PHILADELPHIA – An electrical company is seeking the enforcement of a default judgment against a group of its debtors that it claims redirected funds for the express purpose of escaping the judgment in excess of $283,000.
Ford Brothers Electric Co., Inc. of Norwood filed suit in the Philadelphia County Court of Common Pleas on Sept. 28 versus Millennial Investment Group, LLC, John Prisk and Michael Boczar, all of Philadelphia.
On June 1, Ford Brothers filed a complaint in Ford Brothers Electrical Co., Inc. v. Brass Castle Building Co., which brought causes of action against Brass Castle for breach of contract, promissory estoppel, unjust enrichment, quantum meruit and violations of the Pennsylvania Contractor and Subcontractor Payment Act.
Ford Brothers’ claims originated from Brass Castle’s failure to pay $253,763.65 for electrical labor, materials and construction services performed by Ford Brothers according to contracts between the parties, and Brass Castle did not answer or otherwise respond to this underlying complaint. On Aug. 7, the Court entered a default judgment against Brass Castle in the amount of $283,767.05.
Prior to the entering of the default judgment, discovery conducted allegedly showed defendants Prisk and Boczar were fraudulently transferring sums out of Brass Castle to hinder, delay or defraud its creditors, including Ford Brothers. Upon information and belief, Prisk and Boczar allegedly used a fictitious entity, “Millennial Investment Group, LLC” to improperly divert funds away from Brass Castle.

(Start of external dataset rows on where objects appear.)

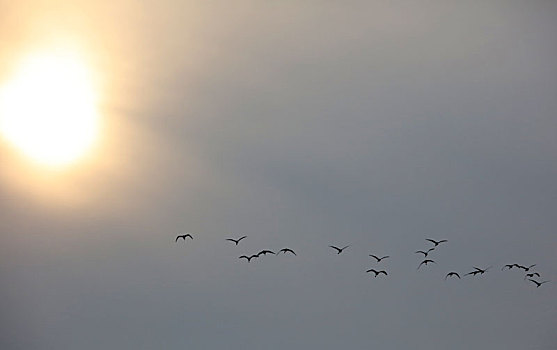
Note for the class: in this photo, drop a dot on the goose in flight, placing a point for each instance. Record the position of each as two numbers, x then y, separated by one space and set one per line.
339 250
538 284
531 275
436 242
236 240
378 258
424 253
184 236
425 262
377 272
524 267
265 252
452 274
287 250
248 258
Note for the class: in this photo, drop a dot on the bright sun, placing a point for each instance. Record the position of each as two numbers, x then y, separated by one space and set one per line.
49 108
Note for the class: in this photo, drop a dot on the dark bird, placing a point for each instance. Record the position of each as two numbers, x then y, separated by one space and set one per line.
524 267
378 258
265 252
452 274
184 236
531 275
436 242
377 272
248 258
236 240
538 284
339 250
287 250
425 262
424 253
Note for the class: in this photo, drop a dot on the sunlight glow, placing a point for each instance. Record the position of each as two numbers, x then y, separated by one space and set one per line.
48 109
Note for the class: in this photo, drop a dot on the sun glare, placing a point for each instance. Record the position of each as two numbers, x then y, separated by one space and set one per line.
48 109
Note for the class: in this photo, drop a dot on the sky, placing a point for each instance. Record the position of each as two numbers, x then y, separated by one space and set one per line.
301 124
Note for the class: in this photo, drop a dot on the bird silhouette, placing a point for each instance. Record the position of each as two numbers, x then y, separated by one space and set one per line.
287 250
377 272
248 258
378 258
183 237
524 267
265 252
425 262
236 240
538 284
424 253
452 274
339 250
531 275
436 242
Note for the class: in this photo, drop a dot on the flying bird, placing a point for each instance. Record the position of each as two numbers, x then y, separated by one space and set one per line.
339 250
425 262
452 274
524 267
236 240
377 272
184 236
538 284
265 252
531 275
287 250
248 258
378 258
424 253
436 242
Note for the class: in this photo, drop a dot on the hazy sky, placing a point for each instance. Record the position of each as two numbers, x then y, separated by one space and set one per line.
299 124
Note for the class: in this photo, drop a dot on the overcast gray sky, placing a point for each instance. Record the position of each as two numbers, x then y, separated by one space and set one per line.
300 124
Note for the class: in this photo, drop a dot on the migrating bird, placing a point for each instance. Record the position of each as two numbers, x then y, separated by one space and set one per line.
531 275
424 253
287 250
436 242
378 258
184 236
426 261
248 258
377 272
452 274
524 267
538 284
236 240
265 252
339 250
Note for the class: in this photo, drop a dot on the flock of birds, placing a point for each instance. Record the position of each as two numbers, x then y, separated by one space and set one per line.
477 271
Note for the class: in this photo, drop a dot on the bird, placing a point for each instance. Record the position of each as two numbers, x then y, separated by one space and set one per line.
236 240
524 267
538 284
248 258
265 252
436 242
452 274
426 261
184 236
424 253
287 250
378 258
339 250
531 275
377 272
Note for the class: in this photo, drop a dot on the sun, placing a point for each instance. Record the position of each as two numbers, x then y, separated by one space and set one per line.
48 109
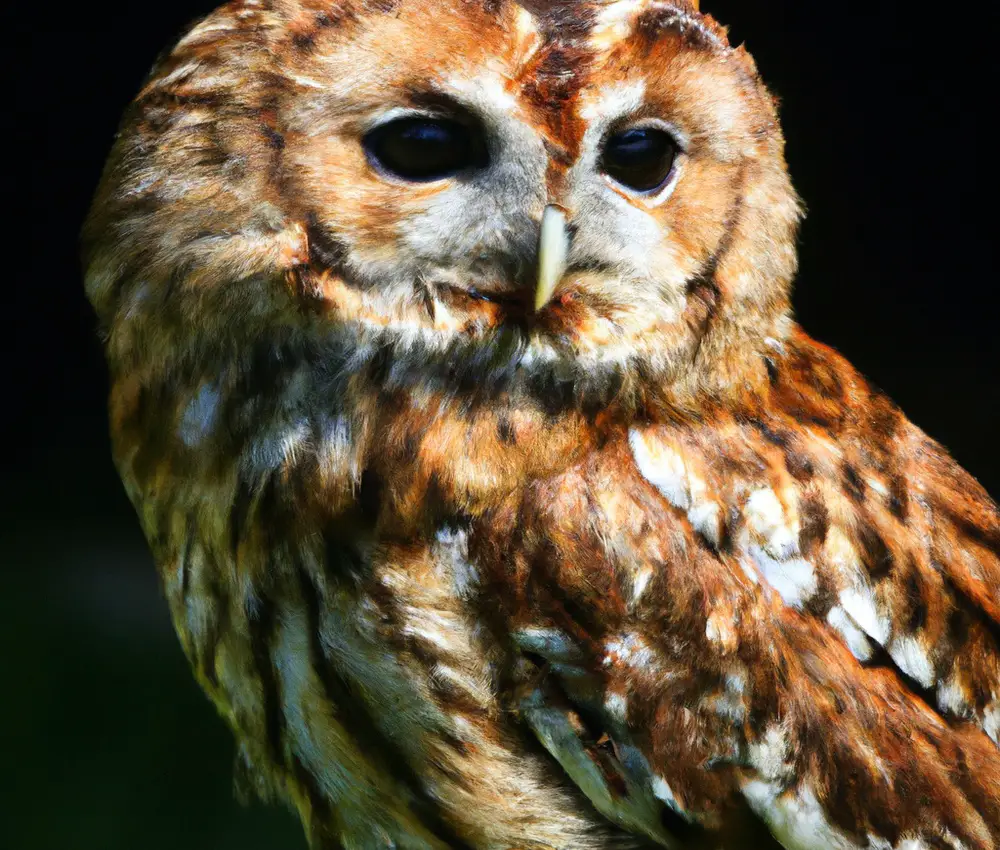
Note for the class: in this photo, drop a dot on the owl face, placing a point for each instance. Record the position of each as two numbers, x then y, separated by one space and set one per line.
394 162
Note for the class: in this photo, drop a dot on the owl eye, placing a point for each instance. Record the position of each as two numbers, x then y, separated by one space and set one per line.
640 158
424 149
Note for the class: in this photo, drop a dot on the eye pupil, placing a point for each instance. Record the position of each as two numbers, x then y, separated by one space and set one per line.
640 158
425 149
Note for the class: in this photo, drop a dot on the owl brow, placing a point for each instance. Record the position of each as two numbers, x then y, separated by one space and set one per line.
652 21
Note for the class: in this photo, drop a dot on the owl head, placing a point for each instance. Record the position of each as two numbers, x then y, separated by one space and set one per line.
583 198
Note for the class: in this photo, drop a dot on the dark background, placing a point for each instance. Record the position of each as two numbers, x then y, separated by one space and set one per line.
107 743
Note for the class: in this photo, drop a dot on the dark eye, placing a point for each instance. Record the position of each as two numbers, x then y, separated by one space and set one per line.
640 158
425 149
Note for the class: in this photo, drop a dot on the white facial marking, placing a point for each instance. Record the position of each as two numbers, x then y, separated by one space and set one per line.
661 466
855 639
485 91
614 23
912 659
611 102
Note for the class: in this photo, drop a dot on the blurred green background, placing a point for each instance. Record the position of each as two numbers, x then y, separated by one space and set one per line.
107 742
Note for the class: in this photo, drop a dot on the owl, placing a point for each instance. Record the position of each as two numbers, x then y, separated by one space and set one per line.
498 500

On Aug. 6, 2014, defendants filed a certificate of organization for Millennial Investment Group, LLC. But on April 14, 2016, defendants filed a certificate of amendment to change the name of the LLC from “Millennial Investment Group” to “Brass Castle Building Company”.
In other words, “Millennial Investment Group” is simply Brass Castle’s former name, but each name refers to the same entity and the plaintiff claims the defendants use the “Millennial Investment Group” name to avoid Brass Castle’s creditors.
According to the lawsuit, the deliberate effect of Prisk’s and Boczar’s banking practices is that the defendant’s creditors cannot execute on their bank accounts, because they have been denied the funds that were improperly redirected to accounts in the name of “Millennial Investment Group”.
“Further, Prisk’s and Boczar’s scheme to divert funds away from Brass Castle to themselves and Millennial ignores manifold corporate formalities as between themselves, Millennial and Brass Castle,” the suit says.
For counts of fraudulent transfer and piercing the corporate veil, the plaintiff is seeking damages of $283,767.05, plus interest, costs and any further relief that the Court deems just and proper.
The plaintiff is represented by Evan A. Blaker and Carl L. Engel of Cohen Seglias Pallas Greenhall & Furman, in Philadelphia.